BACKGROUND: The prognostic role of epidermal growth factor receptor (EGFR) mutations in patients with lung adenocarcinomas remains controversial and the association between EGFR mutations and stage at the time of the initial diagnosis is debatable. In this study, we evaluated the association of EGFR mutations with stage at diagnosis in lung adenocarcinomas.

MATERIALS AND METHODS: We retrospectively analyzed 1004 consecutive patients who were diagnosed with lung adenocarcinomas and tested for EGFR mutations between June 2011 and December 2014.

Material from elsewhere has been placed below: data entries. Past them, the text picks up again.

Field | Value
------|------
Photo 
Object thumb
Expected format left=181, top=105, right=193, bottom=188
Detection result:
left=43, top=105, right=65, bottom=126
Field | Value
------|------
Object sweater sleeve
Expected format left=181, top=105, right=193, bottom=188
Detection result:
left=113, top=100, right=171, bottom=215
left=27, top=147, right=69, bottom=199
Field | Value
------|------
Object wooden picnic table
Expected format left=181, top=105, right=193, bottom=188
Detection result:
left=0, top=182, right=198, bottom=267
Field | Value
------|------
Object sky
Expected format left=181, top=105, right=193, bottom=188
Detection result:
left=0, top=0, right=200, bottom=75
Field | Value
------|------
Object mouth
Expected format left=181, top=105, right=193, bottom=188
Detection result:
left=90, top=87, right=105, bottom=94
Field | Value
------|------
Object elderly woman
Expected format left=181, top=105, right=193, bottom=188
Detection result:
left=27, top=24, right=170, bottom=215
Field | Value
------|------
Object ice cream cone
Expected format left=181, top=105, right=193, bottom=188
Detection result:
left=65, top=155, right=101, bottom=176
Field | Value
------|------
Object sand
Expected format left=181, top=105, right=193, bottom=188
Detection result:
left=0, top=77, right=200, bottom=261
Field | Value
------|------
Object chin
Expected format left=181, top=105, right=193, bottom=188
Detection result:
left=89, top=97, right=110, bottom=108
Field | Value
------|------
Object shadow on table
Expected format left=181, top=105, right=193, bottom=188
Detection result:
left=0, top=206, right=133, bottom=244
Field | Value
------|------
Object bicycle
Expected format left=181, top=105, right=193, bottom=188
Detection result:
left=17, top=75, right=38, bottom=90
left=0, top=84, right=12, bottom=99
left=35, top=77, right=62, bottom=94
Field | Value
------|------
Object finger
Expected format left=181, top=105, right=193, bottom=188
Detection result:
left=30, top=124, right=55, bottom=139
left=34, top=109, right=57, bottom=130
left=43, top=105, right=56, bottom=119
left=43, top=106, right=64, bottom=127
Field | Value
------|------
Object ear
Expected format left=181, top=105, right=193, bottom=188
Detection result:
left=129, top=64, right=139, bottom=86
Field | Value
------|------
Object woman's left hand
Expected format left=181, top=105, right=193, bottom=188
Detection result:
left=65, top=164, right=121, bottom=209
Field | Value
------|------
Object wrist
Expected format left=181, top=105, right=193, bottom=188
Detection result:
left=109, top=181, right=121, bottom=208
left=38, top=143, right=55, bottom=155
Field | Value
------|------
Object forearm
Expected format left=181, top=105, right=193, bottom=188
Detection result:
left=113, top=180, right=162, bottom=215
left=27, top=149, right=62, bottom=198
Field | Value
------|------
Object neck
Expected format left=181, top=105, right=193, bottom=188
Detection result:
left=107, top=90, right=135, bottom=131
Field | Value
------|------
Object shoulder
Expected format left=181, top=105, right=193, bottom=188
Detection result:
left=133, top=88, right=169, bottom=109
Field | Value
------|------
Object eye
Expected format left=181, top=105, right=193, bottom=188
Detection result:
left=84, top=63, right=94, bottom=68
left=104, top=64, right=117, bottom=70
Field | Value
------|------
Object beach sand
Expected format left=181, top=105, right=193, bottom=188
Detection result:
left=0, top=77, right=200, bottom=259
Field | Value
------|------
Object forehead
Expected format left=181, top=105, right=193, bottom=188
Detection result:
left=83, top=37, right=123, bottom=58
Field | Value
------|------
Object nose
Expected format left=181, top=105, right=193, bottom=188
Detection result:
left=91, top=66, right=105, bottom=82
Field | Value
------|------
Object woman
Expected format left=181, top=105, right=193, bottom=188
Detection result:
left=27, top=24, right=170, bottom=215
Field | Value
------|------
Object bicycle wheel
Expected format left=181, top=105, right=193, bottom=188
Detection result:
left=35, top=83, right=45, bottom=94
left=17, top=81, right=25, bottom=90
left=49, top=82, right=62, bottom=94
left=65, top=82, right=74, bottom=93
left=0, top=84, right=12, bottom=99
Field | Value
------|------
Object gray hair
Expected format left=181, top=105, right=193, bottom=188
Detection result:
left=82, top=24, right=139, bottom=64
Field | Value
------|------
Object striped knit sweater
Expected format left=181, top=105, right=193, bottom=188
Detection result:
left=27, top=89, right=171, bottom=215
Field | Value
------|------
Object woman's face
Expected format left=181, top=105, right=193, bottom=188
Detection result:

RESULTS: EGFR mutations were detected in 49.2% of 1004 patients with lung adenocarcinomas. In multivariable analysis, EGFR mutations were significantly associated with early stage disease (stage I to II) at diagnosis (odds ratio [OR], 0.65; 95% confidence interval [CI], 0.49-0.87; P = 0.003). When adjusted for age, sex, smoking status, and screening, the adjusted proportion of EGFR mutations significantly decreased according to stage. The adjusted proportions of EGFR mutations were 57.6% (95% CI, 51.7%-63.3%) for stage I, 47.9% (95% CI, 36.9%-59.0%) for stage II, 47.5% (95% CI, 39.6%-55.5%) for stage III, and 43.4% (95% CI, 38.3%-48.6%) for stage IV (P = 0.0082).

CONCLUSIONS: The presence of EGFR mutations is significantly associated with early stage disease at initial diagnosis in lung adenocarcinomas after adjusting for age, sex, smoking status, and screening. This finding implies that EGFR mutations may play a role as a positive prognostic marker.